Позади к капитану подошёл Герард. Опустошенно глядя через забрало шлема на тело своего несостоявшегося лекаря, он понял — теперь ответов ему никто никогда не даст. Юноша подумал, что если и существует в мире отчаянье, то сейчас он испытывает именно его.
Тем временем, Варин рыскал по земле в поисках улик. Он точно знал, что с лордом был его конь. Всего два дня назад лил дождь, и на влажной почве прекрасно сохранялся любой след. Особых признаков борьбы не наблюдалось. Старик упал со скакуна замертво и так и не поднялся. Рядом с телом — отпечатки латных сапог. Всё свидетельствовало о засаде. Лорда подстерегли и убили метким выстрелом из лука. Когда он упал на землю — убийца или его подельник обыскал и изрубил тело. По ранению в шее командир заключил, что стреляли из зарослей. Он огляделся. Вот оно — в сторону леса уходил прерывистый след копыт.
— Что теперь, брат? — из голоса Герарда, который теперь напоминал злобное шипение, безвозвратно исчезла недавняя игривость.
Варин выпрямился и громко, дабы слышала вся рота, объявил:
— Джерт! Бери тело его милости и скачи к церкви Валддорфа. Пусть преподобный готовит панихиду — негоже христианину оставаться непогребённым. Остальные, коня лорда Рейсса увели в том направлении, — он указал в сторону кустарника, — найдём душегубов! — капитан запрыгнул в седло, достал звенящий клинок из ножен и прокричал:
— Всех мечу предать! Вперёд!
***
Рыцарские патрули — вещь чрезвычайно вредная для здоровья. Огромная бронированная туша не оставляла шансов в бою один на один у легко вооружённого пешего воина, что уж говорить об оборванцах с дубинами и кинжалами.

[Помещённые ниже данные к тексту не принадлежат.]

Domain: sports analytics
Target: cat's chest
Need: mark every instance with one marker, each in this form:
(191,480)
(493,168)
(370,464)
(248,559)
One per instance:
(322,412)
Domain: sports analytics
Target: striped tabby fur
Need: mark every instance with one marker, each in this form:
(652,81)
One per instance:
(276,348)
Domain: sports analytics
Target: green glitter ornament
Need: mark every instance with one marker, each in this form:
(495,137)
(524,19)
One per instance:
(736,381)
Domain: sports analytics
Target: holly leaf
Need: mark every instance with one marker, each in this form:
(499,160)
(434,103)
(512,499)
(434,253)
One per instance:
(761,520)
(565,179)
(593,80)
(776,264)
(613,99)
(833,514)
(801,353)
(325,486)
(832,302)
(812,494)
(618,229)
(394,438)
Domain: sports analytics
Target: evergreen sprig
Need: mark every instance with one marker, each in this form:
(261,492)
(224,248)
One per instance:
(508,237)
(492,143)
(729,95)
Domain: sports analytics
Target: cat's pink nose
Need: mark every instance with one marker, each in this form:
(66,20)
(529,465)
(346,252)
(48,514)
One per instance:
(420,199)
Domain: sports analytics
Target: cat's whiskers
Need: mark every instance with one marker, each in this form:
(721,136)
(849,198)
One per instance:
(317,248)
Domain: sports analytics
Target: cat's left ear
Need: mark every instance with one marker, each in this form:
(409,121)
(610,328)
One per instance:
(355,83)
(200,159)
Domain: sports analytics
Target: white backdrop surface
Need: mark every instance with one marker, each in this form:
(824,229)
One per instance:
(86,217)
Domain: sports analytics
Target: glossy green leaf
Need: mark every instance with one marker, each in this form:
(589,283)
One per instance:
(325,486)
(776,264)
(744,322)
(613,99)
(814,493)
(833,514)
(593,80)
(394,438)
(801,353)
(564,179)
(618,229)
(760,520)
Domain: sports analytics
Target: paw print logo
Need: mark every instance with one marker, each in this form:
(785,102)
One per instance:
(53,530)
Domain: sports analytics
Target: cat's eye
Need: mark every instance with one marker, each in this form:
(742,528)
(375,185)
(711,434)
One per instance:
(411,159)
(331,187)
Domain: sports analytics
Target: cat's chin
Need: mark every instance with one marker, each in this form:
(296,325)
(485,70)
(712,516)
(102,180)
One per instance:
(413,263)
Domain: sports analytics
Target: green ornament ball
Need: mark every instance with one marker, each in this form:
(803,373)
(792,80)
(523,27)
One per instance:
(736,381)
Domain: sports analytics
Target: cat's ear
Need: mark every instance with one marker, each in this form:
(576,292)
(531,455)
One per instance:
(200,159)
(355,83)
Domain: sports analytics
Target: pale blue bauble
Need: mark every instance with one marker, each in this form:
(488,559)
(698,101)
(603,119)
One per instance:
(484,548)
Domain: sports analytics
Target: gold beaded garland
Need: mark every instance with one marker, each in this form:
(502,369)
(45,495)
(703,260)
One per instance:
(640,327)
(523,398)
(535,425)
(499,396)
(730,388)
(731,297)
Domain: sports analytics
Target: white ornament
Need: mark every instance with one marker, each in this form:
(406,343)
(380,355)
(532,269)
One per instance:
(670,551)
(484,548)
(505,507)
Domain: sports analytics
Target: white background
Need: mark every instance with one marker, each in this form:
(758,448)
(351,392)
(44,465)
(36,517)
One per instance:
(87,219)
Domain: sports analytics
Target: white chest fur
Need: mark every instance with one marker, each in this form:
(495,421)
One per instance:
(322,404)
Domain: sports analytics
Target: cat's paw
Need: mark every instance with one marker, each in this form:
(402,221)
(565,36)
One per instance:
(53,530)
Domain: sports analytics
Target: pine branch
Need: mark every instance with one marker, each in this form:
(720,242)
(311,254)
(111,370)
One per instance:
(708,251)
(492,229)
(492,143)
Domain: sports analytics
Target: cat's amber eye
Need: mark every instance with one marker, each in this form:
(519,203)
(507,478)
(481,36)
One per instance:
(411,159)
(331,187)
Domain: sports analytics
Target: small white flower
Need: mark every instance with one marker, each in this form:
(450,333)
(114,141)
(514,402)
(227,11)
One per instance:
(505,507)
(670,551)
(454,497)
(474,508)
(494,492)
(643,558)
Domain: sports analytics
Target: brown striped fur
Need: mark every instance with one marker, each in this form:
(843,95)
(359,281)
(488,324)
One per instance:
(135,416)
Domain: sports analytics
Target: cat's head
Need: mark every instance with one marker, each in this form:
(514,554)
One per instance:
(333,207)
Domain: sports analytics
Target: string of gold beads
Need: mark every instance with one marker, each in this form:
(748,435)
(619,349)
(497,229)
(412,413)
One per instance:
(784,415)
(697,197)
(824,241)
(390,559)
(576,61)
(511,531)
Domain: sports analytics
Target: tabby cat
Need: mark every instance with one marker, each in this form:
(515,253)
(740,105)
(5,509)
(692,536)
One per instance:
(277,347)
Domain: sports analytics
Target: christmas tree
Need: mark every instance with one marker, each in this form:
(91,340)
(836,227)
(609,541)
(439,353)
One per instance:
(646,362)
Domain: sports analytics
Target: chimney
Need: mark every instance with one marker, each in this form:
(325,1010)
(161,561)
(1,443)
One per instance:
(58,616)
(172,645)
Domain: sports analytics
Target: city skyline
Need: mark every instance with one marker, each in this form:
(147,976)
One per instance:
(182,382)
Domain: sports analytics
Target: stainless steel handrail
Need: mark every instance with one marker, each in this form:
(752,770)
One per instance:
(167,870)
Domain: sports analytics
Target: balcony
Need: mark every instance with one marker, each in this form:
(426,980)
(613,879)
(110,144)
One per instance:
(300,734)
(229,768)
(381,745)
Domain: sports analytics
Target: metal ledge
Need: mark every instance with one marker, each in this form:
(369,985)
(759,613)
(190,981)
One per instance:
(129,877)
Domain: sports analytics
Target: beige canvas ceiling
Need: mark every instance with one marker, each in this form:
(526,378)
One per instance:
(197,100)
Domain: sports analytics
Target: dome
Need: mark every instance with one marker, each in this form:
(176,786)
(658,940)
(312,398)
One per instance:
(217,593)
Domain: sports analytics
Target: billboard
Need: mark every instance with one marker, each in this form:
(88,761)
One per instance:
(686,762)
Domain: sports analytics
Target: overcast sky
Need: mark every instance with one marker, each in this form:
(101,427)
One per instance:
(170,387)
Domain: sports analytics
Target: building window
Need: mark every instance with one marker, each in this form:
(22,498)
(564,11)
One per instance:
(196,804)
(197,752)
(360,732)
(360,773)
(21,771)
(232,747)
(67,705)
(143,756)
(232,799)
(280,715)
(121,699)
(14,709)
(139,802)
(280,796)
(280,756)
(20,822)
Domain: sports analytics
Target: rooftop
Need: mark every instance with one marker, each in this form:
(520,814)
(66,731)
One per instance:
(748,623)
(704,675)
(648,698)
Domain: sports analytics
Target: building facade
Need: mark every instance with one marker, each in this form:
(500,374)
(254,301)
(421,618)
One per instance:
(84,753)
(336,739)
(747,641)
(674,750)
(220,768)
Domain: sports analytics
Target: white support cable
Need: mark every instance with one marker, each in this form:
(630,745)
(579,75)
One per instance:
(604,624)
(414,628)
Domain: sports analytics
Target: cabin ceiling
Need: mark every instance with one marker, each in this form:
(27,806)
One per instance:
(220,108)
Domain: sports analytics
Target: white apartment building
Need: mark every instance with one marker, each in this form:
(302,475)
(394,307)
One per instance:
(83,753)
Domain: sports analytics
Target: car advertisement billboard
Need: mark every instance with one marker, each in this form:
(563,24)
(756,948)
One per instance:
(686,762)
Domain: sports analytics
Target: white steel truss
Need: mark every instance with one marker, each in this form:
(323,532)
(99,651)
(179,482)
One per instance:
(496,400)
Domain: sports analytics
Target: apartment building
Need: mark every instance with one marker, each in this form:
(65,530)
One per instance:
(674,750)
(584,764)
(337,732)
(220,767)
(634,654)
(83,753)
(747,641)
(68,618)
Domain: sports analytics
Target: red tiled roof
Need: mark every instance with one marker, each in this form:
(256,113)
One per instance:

Если на одну такую жестянку можно бы было навалиться толпой, то с десятью такой план не сработает, и, скорее всего, возникнут существенные трудности. Из-за наличия экзистенциального фактора в виде отряда латников, местные проходимцы и головорезы старались на дорогах и у деревень не появляться, а прятались в глубине лесов, куда ленивые солдаты ордена заезжать не привыкли. Так поступила и эта банда — между деревьями, полукругом, расположилось десятка два самодельных шалашей из подручных материалов. В центре неказистого лагеря горел костёр — здесь душегубы потчевали лесными ягодами, дичью, а также всем тем съестным, что они успевали награбить. Сейчас у очага столпилась кучка бродяг, окружая атамана, восседавшего на хлипком берёзовом табурете — грязные, немытые, воняющие мокрой псиной и мочой, облачённые в лохмотья мужики спорили о чём-то с неуёмным жаром.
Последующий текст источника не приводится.